[prev in list] [next in list] [prev in thread] [next in thread] 

List:       kfm-devel
Subject:    RE: A more flexible solution for internet keywords
From:       Andreas Hochsteger <e9625392 () student ! tuwien ! ac ! at>
Date:       2001-06-29 15:36:33
[Download RAW message or body]

Hi Yves!

On Thu, 28 Jun 2001, Yves Arrouye wrote:

[...]

> >
> > Here's an example:
> > I enter "keyword1 keyword2" into the address bar, which gets
> > substituted
> > by the following link:
> > http://navigation.realnames.com/resolver.dll?action=navigation
> > &realname=keyword1%20keyword2&charset=iso-8859-1&providerid=18
> > 0&fallbackuri=http%3A//www.google.com/search%3Fq%3Dkeyword1%20keyword2
> > Can you have a look at this URL, if there's a mistake somewhere?
> > Try to put it into your konqueror. Does it bring you up a
> > download dialog
> > too?
> > If so, and if the URL is correct, perhaps there is somwhere another
> > mistake in konqueror.
>
> The URL doesn't look correct. First, I would expect to see
>
> 	charset=utf-8

When you look at the original code, there is always iso-8859-1 the default
charset (for charset and responsecharset). Does it mean, that this has to
be changed? I always get iso-8859-1 for my queries.

>
> since Keywords queries should always be sent in UTF-8 (nothing prevents you
> from entering a Chinese Keyword, even if your fallback of Google doesn't
> understand that). And then,
>
> 	responsecharset=iso-8859-1
>
> for Google. Finally, the \1 in the fallbackuri should *NOT* be touched by
> you but passed as is to the Keywords servers.
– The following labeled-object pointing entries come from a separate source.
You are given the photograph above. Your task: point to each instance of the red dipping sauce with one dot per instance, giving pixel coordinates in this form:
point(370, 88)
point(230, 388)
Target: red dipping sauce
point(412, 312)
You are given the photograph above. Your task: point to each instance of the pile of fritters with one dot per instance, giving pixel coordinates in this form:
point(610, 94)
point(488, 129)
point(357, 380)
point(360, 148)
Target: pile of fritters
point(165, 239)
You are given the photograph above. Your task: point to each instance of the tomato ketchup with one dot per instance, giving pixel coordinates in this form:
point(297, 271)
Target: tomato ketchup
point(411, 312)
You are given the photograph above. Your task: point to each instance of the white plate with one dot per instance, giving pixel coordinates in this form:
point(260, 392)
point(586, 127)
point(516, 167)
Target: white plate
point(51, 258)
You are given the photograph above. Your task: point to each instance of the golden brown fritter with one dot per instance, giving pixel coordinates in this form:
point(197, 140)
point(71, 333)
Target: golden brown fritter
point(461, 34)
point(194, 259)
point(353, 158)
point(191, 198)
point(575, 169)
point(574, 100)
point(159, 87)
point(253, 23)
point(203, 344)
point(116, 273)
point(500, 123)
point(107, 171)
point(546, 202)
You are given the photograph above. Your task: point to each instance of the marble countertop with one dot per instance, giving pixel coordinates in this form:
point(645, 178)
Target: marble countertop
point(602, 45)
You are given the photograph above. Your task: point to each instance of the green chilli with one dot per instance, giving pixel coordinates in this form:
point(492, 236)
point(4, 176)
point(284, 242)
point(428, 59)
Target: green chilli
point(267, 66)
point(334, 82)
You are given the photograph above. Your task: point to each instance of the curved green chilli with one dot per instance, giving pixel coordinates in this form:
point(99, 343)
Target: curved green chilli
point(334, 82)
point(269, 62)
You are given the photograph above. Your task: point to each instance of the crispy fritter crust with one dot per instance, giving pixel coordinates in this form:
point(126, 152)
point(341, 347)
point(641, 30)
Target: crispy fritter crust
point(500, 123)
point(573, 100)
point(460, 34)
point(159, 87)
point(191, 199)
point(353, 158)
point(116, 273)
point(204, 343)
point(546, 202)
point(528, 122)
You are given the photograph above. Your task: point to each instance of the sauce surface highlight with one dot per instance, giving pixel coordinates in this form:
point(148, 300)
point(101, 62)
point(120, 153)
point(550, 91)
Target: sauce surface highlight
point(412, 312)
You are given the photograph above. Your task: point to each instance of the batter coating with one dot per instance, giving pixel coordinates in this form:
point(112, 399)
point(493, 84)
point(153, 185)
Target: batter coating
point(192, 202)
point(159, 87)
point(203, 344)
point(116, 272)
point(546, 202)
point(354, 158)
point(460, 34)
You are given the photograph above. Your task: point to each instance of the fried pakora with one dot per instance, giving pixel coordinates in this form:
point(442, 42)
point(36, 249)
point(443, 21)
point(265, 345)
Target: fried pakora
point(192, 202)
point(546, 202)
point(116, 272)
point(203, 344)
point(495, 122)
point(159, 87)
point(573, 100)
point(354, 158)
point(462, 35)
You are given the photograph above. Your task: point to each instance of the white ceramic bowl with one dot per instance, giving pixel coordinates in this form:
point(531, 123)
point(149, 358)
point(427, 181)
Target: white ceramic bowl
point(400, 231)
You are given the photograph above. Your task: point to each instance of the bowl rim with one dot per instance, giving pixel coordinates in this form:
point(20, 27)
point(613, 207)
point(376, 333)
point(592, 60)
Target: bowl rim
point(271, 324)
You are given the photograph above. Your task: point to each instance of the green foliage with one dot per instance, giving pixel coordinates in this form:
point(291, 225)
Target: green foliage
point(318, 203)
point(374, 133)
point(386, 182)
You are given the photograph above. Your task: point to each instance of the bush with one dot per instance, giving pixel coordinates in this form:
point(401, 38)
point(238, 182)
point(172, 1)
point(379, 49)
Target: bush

I guess it does not matter
> much if you encode it in the proper charset, but I'd rather keep it the way
> it was, were the Keywords router reencode it (this way, such reencoding is
> always consistent).

I see.
I really didn't know that the realname servers use \1 to replace the query.
That's really hard to support with the new syntax, since \1 isn't
used anymore the way it was before. It will be recognized as old format
and treated with the compatibility mode (\1 -> \{0})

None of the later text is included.